Fine-Tuning Overview

Fine-tuning is a first-class KTransformers workflow, parallel to inference serving. The current public path focuses on MoE LoRA SFT through LLaMA-Factory: train a small adapter on a local heterogeneous workstation, then serve it through the same local KTransformers inference direction.

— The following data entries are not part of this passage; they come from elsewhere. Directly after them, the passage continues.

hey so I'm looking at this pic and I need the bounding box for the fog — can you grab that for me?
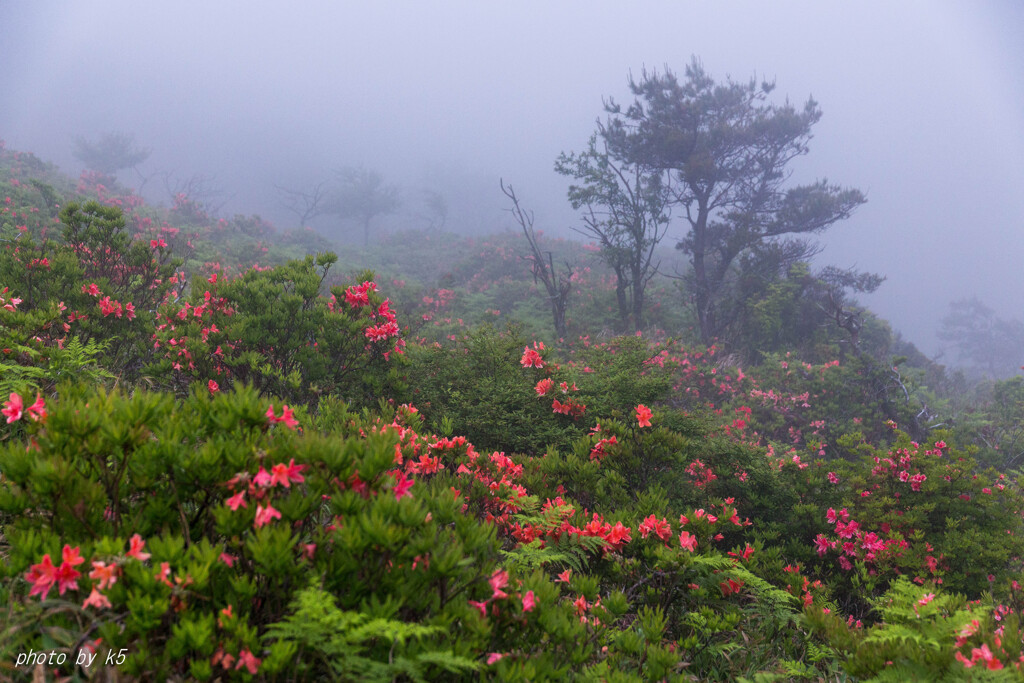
[2,1,1023,356]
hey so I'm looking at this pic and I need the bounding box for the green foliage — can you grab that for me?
[810,577,1024,681]
[150,255,407,408]
[263,583,480,680]
[405,323,584,453]
[6,136,1024,682]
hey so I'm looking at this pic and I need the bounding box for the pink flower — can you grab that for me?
[635,404,652,428]
[520,346,544,368]
[283,458,306,484]
[573,595,589,614]
[82,587,111,610]
[270,463,292,488]
[814,534,834,556]
[534,378,554,396]
[254,504,282,528]
[279,405,299,429]
[126,534,151,561]
[266,404,299,430]
[638,514,672,541]
[2,393,23,423]
[226,491,247,511]
[253,467,273,487]
[25,554,58,600]
[679,531,698,552]
[235,649,261,674]
[392,471,414,501]
[489,569,509,600]
[468,600,488,618]
[208,380,219,393]
[26,393,45,421]
[27,545,85,599]
[522,590,536,612]
[486,653,505,665]
[89,561,119,590]
[605,521,632,548]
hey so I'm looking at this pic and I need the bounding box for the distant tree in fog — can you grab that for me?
[598,59,866,344]
[556,133,670,332]
[275,180,330,226]
[502,180,574,339]
[939,297,1024,379]
[419,189,448,232]
[161,172,231,222]
[329,166,400,246]
[72,132,150,179]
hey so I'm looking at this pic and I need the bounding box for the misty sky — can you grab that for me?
[2,1,1023,356]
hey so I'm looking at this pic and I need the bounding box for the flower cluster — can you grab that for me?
[224,457,307,530]
[635,404,652,428]
[364,298,400,342]
[344,280,377,308]
[266,403,299,429]
[520,341,545,368]
[2,392,46,423]
[815,507,915,574]
[25,535,153,612]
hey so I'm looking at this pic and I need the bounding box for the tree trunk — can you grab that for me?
[631,274,644,333]
[551,299,567,339]
[691,203,715,344]
[614,266,630,332]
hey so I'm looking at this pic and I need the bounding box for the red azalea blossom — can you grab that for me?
[266,404,299,429]
[605,521,632,548]
[83,587,112,610]
[520,343,544,368]
[89,561,119,590]
[254,503,282,528]
[3,393,24,423]
[25,554,58,600]
[279,405,298,429]
[638,514,672,541]
[469,600,488,618]
[253,467,273,487]
[27,393,46,421]
[126,534,151,561]
[635,404,652,428]
[235,649,261,674]
[489,569,509,600]
[392,471,415,500]
[25,545,84,600]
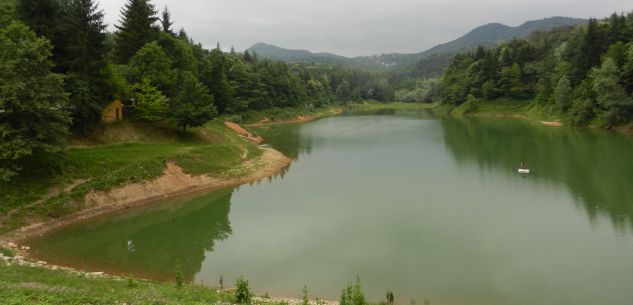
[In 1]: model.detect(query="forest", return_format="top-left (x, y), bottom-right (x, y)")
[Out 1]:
top-left (3, 0), bottom-right (633, 182)
top-left (0, 0), bottom-right (391, 181)
top-left (438, 12), bottom-right (633, 126)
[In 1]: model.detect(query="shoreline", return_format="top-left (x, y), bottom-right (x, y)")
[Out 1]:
top-left (2, 147), bottom-right (291, 245)
top-left (467, 112), bottom-right (563, 127)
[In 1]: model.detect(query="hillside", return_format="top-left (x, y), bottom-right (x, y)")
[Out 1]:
top-left (420, 17), bottom-right (587, 56)
top-left (247, 17), bottom-right (588, 72)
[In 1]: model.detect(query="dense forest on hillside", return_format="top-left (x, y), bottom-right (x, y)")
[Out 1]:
top-left (0, 0), bottom-right (391, 181)
top-left (439, 12), bottom-right (633, 126)
top-left (2, 0), bottom-right (633, 182)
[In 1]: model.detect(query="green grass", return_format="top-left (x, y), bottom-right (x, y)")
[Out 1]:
top-left (346, 101), bottom-right (436, 112)
top-left (225, 105), bottom-right (343, 125)
top-left (0, 120), bottom-right (261, 234)
top-left (0, 263), bottom-right (289, 305)
top-left (437, 98), bottom-right (570, 123)
top-left (0, 247), bottom-right (15, 258)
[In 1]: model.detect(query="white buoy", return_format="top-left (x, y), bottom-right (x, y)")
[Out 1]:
top-left (518, 168), bottom-right (531, 174)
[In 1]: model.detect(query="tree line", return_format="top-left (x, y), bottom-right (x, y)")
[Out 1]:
top-left (0, 0), bottom-right (392, 181)
top-left (438, 12), bottom-right (633, 126)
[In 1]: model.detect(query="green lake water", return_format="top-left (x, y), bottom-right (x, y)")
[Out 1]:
top-left (28, 111), bottom-right (633, 305)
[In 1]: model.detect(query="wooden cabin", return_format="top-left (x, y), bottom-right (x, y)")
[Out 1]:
top-left (101, 99), bottom-right (123, 123)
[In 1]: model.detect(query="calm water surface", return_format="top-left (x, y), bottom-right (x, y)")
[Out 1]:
top-left (29, 111), bottom-right (633, 305)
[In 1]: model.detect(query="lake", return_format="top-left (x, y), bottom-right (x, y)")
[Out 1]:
top-left (28, 110), bottom-right (633, 305)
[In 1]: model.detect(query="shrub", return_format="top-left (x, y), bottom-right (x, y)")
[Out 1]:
top-left (234, 275), bottom-right (252, 304)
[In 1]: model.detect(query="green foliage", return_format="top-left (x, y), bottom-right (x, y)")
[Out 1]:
top-left (302, 286), bottom-right (309, 305)
top-left (591, 58), bottom-right (633, 125)
top-left (0, 246), bottom-right (15, 257)
top-left (234, 275), bottom-right (252, 304)
top-left (160, 6), bottom-right (173, 34)
top-left (339, 275), bottom-right (365, 305)
top-left (170, 72), bottom-right (218, 131)
top-left (0, 0), bottom-right (17, 27)
top-left (0, 22), bottom-right (70, 181)
top-left (554, 75), bottom-right (572, 112)
top-left (439, 10), bottom-right (633, 127)
top-left (115, 0), bottom-right (158, 63)
top-left (130, 78), bottom-right (168, 121)
top-left (175, 262), bottom-right (183, 288)
top-left (16, 0), bottom-right (60, 39)
top-left (128, 41), bottom-right (175, 93)
top-left (59, 0), bottom-right (114, 134)
top-left (200, 47), bottom-right (233, 113)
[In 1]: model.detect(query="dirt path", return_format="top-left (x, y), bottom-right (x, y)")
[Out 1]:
top-left (3, 148), bottom-right (290, 243)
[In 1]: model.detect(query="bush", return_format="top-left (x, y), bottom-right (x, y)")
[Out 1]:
top-left (234, 275), bottom-right (252, 304)
top-left (302, 286), bottom-right (309, 305)
top-left (340, 275), bottom-right (365, 305)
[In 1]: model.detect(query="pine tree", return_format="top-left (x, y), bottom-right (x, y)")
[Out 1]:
top-left (170, 72), bottom-right (217, 131)
top-left (160, 6), bottom-right (173, 34)
top-left (0, 22), bottom-right (70, 181)
top-left (200, 47), bottom-right (232, 113)
top-left (115, 0), bottom-right (158, 63)
top-left (60, 0), bottom-right (114, 134)
top-left (17, 0), bottom-right (60, 39)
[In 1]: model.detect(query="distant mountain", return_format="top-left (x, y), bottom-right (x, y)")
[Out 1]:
top-left (246, 16), bottom-right (588, 72)
top-left (246, 42), bottom-right (412, 70)
top-left (420, 17), bottom-right (587, 57)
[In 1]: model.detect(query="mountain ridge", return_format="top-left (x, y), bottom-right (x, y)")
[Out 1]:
top-left (246, 16), bottom-right (588, 70)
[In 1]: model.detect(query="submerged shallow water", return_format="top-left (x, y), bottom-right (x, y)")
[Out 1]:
top-left (29, 111), bottom-right (633, 305)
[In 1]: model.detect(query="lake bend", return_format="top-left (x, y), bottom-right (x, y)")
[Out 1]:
top-left (27, 111), bottom-right (633, 305)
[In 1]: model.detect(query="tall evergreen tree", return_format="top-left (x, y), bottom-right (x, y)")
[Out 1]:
top-left (115, 0), bottom-right (158, 63)
top-left (160, 6), bottom-right (173, 34)
top-left (59, 0), bottom-right (114, 134)
top-left (170, 72), bottom-right (217, 131)
top-left (200, 47), bottom-right (232, 113)
top-left (16, 0), bottom-right (60, 39)
top-left (0, 22), bottom-right (70, 181)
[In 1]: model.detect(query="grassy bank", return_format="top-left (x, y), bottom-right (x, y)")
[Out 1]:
top-left (347, 101), bottom-right (436, 112)
top-left (226, 101), bottom-right (435, 126)
top-left (0, 260), bottom-right (292, 305)
top-left (224, 105), bottom-right (343, 125)
top-left (435, 98), bottom-right (572, 125)
top-left (0, 120), bottom-right (262, 235)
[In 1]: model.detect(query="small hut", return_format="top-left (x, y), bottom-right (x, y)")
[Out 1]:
top-left (101, 99), bottom-right (123, 123)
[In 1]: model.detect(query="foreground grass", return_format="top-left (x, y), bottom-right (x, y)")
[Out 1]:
top-left (0, 120), bottom-right (261, 234)
top-left (0, 262), bottom-right (265, 305)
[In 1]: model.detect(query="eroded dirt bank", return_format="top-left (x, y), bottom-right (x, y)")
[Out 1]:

The design target is practical workstation ownership of large MoE models. GPU resources handle attention, shared paths, and residual LoRA capacity, while KT CPU expert backends keep large expert weights off the GPU memory cliff.

Where to Start

Goal	Page
Run the first SFT example	First LoRA SFT run
Understand the LLaMA-Factory config shape	LoRA SFT with LLaMA-Factory
Choose `AMXBF16`, `AMXINT8`, or `AMXINT4`	SFT Backends and Precision
Prepare BF16, INT8, or INT4 expert weights	Weight Preparation
Fine-tune DeepSeek MoE models	DeepSeek SFT
Fine-tune Qwen MoE models	Qwen SFT
Check which model tutorials are current	Fine-Tuning Model Tutorials
Check old or experimental pages	Legacy and Experimental SFT
Check DPO status	DPO Status

Current Public Surface

The current public fine-tuning path is:

LLaMA-Factory training YAML
  + use_kt: true
  + Accelerate KT config
  + ktransformers[sft]

The public KT SFT backend names are:

Backend	Role
`AMXBF16`	BF16 expert backend.
`AMXINT8`	INT8 expert backend with prepared KT weights.
`AMXINT4`	INT4 expert backend with prepared KT weights.

SkipLoRA variants exist for advanced experiments, but they are not the default getting-started path.

What Is Not the Current Path

Do not use old kt-sft, automatic patching, kt_optimize_rule, or old Kimi SFT tutorials as the current public path. Keep them as historical material unless they are rerun and rewritten around the current LLaMA-Factory integration.

For exact model and backend status, see Support Matrix.